Wedoany.com Report-Nov 5, The Canadian government released draft regulations on Monday that would cap emissions of greenhouse gases from the oil and gas sector at 35% below 2019 levels by 2030, drawing condemnation from the industry that said it will force a production cut.
Oil and gas is Canada's highest-polluting industry and its emissions continue to rise, undercutting progress in many other parts of the economy. Ottawa will likely fall short of its commitment to reduce emissions by 40-45% from 2005 levels by 2030 unless the oil and gas sector intensifies efforts to decarbonize.
Federal Environment Minister Steven Guilbeault said the sector's profits hit C$66.6 billion ($47.95 billion) in 2022 and the government wants to motivate producers to invest those profits in decarbonization.
"This goes after pollution, not production," Guilbeault told a news conference. "We've worked carefully to develop what is technically feasible for the sector, to keep industry accountable to their own promise to be carbon neutral by 2050."
Canada is the world's fourth-largest oil producer and sixth-largest natural gas producer.
Ottawa said oil and gas production is still expected to grow 16% from 2019 levels by 2030-2032 even with the emissions cap in place, and there would only be a 0.1% reduction in Canadian GDP as a result.

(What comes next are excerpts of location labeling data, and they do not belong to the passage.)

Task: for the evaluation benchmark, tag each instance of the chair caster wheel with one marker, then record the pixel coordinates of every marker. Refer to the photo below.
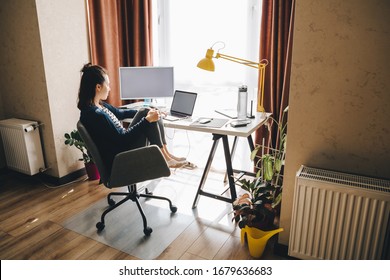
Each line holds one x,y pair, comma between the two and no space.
111,202
148,231
100,226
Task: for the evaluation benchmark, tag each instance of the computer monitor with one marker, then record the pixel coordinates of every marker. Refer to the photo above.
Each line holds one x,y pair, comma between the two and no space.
146,82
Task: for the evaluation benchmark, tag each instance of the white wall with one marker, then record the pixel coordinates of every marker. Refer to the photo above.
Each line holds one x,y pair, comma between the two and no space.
340,92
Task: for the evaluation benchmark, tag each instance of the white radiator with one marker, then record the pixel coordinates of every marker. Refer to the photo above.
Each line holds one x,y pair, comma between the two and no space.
339,216
22,145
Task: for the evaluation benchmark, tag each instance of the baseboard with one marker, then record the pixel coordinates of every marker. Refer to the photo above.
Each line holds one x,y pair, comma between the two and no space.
282,251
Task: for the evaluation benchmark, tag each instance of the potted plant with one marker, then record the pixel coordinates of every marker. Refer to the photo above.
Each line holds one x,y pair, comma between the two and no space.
74,139
257,209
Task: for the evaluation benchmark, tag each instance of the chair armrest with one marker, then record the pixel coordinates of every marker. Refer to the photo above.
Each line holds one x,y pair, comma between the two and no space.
138,165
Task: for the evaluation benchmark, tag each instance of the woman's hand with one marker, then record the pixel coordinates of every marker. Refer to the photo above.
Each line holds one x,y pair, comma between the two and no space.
153,115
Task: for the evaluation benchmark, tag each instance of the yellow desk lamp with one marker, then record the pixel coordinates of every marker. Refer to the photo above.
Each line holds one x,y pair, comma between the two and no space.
207,63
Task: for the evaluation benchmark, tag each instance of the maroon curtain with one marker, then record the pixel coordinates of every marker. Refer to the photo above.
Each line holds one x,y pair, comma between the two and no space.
120,35
276,33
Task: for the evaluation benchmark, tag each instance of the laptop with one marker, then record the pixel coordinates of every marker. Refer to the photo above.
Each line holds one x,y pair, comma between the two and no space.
182,107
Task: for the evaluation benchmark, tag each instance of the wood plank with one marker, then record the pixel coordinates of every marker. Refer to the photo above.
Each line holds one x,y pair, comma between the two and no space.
184,241
18,246
103,252
209,243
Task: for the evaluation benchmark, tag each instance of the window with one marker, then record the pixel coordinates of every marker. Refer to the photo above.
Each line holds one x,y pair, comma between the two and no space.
185,29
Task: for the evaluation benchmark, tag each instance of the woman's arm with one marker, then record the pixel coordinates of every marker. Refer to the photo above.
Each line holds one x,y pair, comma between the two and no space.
121,113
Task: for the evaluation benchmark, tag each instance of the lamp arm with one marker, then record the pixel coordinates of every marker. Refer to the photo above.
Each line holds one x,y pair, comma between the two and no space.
249,63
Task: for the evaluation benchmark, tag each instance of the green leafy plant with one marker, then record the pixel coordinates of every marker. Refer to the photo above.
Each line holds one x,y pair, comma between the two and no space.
260,203
257,207
74,139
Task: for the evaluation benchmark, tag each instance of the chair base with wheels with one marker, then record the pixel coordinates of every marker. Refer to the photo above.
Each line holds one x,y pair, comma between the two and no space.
128,169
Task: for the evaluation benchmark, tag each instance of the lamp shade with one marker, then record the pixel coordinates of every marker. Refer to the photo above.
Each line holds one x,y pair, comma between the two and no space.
207,63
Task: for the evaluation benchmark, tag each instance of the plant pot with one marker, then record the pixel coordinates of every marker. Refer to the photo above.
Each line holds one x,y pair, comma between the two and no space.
92,171
257,239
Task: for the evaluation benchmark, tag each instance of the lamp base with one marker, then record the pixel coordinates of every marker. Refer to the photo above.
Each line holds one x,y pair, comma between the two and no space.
260,108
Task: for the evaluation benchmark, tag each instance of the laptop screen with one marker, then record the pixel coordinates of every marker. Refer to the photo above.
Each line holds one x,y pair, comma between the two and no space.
183,103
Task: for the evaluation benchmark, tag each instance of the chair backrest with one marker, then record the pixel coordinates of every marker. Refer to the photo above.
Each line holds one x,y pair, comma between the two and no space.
104,173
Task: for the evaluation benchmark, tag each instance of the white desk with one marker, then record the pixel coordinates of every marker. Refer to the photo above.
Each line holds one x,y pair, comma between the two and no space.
221,133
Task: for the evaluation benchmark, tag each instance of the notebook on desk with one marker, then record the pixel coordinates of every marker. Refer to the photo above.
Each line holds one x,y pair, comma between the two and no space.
212,122
183,104
230,113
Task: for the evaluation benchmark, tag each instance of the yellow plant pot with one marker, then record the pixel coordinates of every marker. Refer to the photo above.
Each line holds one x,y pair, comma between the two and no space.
257,239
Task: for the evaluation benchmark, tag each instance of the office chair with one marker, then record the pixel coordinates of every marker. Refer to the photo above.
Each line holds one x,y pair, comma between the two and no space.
128,169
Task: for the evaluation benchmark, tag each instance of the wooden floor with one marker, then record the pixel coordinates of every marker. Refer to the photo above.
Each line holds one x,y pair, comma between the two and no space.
31,214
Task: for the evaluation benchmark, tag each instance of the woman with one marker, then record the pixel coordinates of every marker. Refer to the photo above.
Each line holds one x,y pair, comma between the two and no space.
103,120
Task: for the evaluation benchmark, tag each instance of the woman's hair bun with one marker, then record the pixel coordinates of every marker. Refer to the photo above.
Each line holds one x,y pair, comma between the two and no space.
86,67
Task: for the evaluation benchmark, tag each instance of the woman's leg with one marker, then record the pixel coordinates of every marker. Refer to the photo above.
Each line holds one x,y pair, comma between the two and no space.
161,127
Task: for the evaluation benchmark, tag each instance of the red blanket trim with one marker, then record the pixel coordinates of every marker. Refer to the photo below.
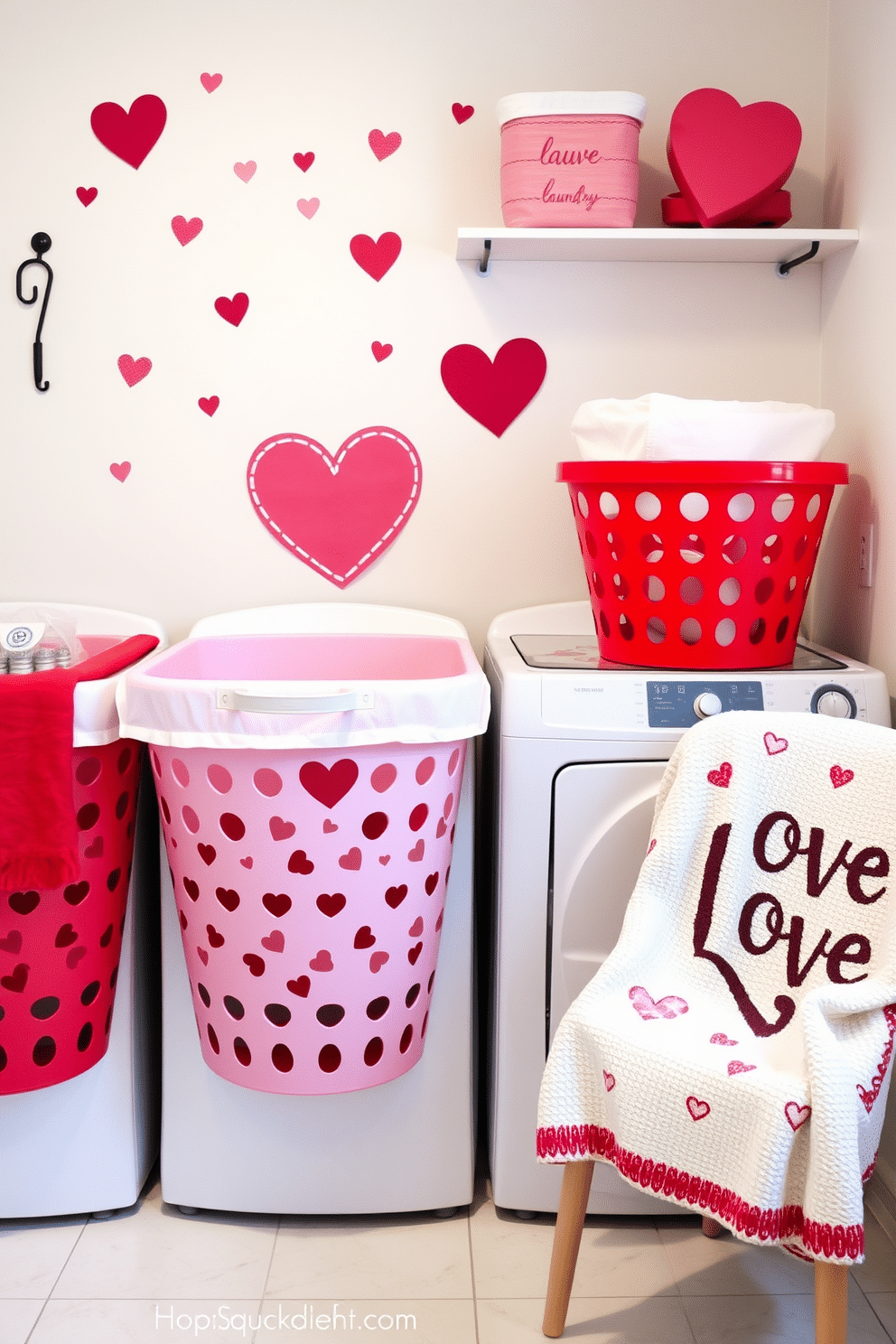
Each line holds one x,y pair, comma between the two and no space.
869,1096
763,1225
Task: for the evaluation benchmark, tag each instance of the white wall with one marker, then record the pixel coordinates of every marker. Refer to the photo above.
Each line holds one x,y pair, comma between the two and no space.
179,539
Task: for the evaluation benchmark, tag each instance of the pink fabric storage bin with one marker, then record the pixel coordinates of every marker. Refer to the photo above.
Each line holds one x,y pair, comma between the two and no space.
308,787
570,160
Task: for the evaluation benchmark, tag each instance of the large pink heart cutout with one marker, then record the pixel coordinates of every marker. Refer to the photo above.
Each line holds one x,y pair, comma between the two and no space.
725,157
338,514
495,391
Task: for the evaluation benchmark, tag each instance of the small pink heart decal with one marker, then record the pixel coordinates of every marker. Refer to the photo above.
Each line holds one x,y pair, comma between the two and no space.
352,504
383,145
375,258
185,230
133,369
331,905
281,829
652,1008
129,135
495,391
797,1115
233,309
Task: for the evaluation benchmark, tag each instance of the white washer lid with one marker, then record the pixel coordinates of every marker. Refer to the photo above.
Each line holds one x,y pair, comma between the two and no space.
609,102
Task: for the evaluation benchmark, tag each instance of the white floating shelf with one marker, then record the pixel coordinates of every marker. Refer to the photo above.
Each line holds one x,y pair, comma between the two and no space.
639,245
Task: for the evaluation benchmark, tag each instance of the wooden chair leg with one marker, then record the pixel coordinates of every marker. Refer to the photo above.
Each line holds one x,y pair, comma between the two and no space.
567,1236
832,1291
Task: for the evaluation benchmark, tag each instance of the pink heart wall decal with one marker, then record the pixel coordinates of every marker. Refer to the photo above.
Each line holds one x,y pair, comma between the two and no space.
185,230
725,157
383,145
495,393
375,257
338,514
233,309
129,135
133,369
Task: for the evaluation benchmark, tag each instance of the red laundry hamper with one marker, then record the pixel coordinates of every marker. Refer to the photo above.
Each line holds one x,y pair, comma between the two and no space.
699,565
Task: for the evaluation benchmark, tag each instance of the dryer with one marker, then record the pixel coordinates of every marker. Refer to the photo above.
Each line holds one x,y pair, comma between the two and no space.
575,751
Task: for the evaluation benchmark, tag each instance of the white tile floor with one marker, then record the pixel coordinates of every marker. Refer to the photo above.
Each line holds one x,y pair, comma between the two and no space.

The regulations will create a cap-and-trade system designed to recognize better-performing companies and incentivize higher-polluting firms to make their production processes cleaner.
Producers will be required to start reporting their emissions from 2026, and the first three-year compliance period will run from 2030 to 2032. The government said it will develop penalties for producers that do not comply.
Most of the emissions reductions are expected to come from cutting methane pollution and a proposed oil sands carbon capture project, federal Natural Resources Minister Jonathan Wilkinson said.